Normally, I keep my opinions to myself. Politics, religion, war: I know these are things that I would just rather not argue about. However, the topic of marriage in this country frustrates me so much that I’m going to open my big mouth.
So there are a lot of arguments against allowing all people to commit themselves to each other in a legal fashion. Let’s take a look at those.
First off—and to me, the dumbest argument ever—is the definition of marriage. Linguistics 101: Language is arbitrary. Words only have the meaning that we give them. A tree is a tree because we say it’s a tree. Definitions are not concrete, and if we need proof, here is an example. Gay. The definition of this little three-letter word used to mean happy, lively. Then it became a term used to describe someone who is attracted to other members of the same sex. Depending on the user, this was a negative thing. Now? It still means those things, is used in both a good and bad way, but the fluidity doesn’t stop there. Even now the word gay is used in schools across the country the way kids used the word retarded when I was growing up. Good or bad, language changes, and the word marriage is no exception.
We have marriages of all kinds. Marriages of technology, innovation—marriages of peanut butter and chocolate. No one complains when the word is used to describe unions between objects…so why are we having a hissy fit over two people who want to form a union?
Okay. The next one. Marriage is sacred. I will admit that to some, the union of two people is a sacred and holy affair. These are likely the ones who have been/will be married for fifty-plus years, even the ones who stay married when they’ve wanted to strangle each other for the last thirty years of that fifty-plus because they made a promise to be faithful.

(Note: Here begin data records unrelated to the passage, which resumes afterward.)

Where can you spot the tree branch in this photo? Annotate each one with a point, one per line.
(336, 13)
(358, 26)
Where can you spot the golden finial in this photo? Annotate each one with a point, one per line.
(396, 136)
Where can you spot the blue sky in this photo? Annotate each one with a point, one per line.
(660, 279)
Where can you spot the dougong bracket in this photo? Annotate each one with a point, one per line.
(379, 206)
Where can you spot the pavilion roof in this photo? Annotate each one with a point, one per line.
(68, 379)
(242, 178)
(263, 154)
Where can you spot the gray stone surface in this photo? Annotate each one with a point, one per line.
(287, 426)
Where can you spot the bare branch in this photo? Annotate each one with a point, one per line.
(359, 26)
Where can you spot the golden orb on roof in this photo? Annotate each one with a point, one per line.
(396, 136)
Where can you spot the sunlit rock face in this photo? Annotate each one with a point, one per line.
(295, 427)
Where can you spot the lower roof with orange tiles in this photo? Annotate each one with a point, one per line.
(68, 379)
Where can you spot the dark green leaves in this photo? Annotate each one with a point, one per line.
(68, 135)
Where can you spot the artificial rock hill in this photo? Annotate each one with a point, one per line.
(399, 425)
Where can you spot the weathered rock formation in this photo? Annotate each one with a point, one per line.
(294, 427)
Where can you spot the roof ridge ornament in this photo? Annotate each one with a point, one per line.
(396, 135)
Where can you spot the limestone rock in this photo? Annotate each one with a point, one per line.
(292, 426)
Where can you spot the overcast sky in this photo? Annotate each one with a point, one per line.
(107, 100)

But then you have a whole lot of people who change spouses like some people change shoes. They meet. Three weeks later, they hit the chapel and wave their marriage license over their heads like they just found the golden ticket. Three months, weeks, days after that, the couple realizes they hate each other and the marriage ends. Sacred? Really?

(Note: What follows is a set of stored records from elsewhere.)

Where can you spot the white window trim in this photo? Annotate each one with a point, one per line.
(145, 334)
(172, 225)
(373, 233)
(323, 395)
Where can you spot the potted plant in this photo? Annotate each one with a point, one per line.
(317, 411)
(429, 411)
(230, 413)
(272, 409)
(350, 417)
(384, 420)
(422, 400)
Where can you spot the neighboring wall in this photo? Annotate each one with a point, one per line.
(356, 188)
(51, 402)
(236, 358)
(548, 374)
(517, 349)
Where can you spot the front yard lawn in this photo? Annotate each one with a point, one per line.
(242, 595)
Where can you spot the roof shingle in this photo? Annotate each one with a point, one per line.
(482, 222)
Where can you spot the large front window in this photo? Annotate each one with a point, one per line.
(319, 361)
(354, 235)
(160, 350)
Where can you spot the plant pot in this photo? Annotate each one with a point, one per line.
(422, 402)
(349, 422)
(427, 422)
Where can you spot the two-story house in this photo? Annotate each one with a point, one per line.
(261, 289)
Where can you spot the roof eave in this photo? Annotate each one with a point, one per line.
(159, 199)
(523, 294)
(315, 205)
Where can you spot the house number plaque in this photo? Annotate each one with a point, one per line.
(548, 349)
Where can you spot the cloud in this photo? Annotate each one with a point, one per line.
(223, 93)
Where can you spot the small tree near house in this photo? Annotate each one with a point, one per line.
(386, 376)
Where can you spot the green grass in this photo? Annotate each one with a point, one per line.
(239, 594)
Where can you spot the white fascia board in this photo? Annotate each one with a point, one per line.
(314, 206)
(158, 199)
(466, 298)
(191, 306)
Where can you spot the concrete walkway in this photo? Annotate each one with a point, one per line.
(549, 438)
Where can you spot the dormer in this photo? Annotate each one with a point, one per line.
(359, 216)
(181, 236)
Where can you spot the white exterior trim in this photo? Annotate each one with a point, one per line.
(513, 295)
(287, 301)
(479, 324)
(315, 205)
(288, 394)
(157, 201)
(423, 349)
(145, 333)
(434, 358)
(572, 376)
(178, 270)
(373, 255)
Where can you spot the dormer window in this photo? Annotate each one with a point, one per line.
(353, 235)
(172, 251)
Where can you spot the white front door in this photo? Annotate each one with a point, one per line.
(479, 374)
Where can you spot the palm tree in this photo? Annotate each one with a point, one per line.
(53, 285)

If marriage is so sacred, then how is it that people are allowed to abuse it so much? We are more offended by someone saying a prayer in public than we are by this mockery of a ritual that’s supposed to be blessed by God.

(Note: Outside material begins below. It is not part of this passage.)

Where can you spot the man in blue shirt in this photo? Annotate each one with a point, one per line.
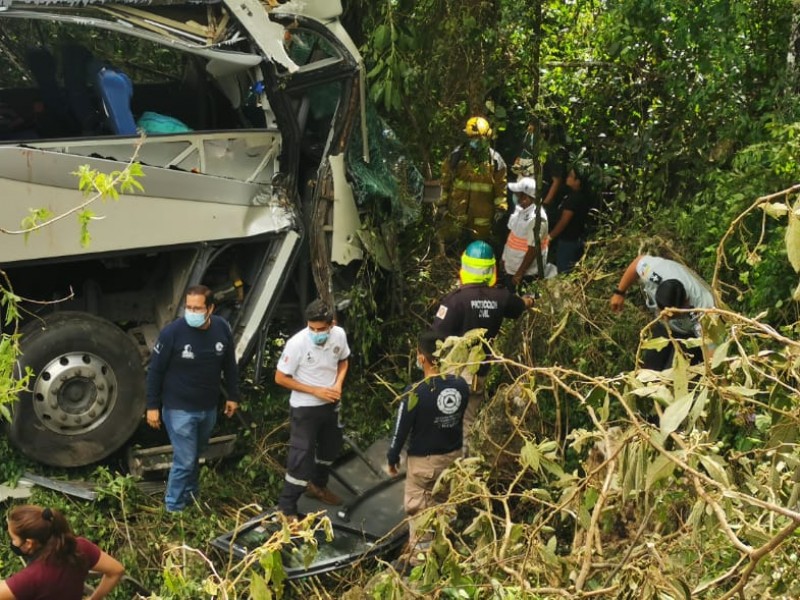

There is also another little matter dealing with the religious aspects of marriage. The separation of church and state. Sounds simple, but we’ve made it clear that it’s not. The state issues marriage licenses for a fee, taxes are adjusted based on the marriage status of the person filing, and that’s all fine until a gay/lesbian couple wants to commit themselves the same way straight couples do. Why? Seriously, give me a legitimate, economical standpoint to not allow these couples to pay for a piece of paper that legalizes a partnership that already exists. Because other than that, it sounds like personal religious beliefs are invading our supposedly unbiased state.
Speaking of paying, let’s talk economics. People spend thousands and thousands of dollars getting married. People buy engagement rings that cost the equivalent of a car just to ask someone to marry them. And when that person says yes? The dollars start flying. Caterers. Wedding locations. Reception locations. Dresses. Tuxes. Bands, souvenirs, wedding gifts. That’s a lot of cash flow right into our consumer market. Guess what? Those couples being denied the right to marriage? They want all those things, too.
A certain political figure claimed recently that marriage is a privilege. I call bullshit. We allow the most ill-equipped heterosexual couples to legally bind themselves to each other without discrimination. No one asks if they are capable of holding a marriage together, if they are responsible enough or faithful enough or if they believe in the sanctity of the union they are entering into. We allow children to get married if their parents sign for them. But when two adults of the same gender—some of whom have already spent fifty-plus years together because of a love and devotion that most of us dream of—want that same right, we deny them. And that’s just bullshit.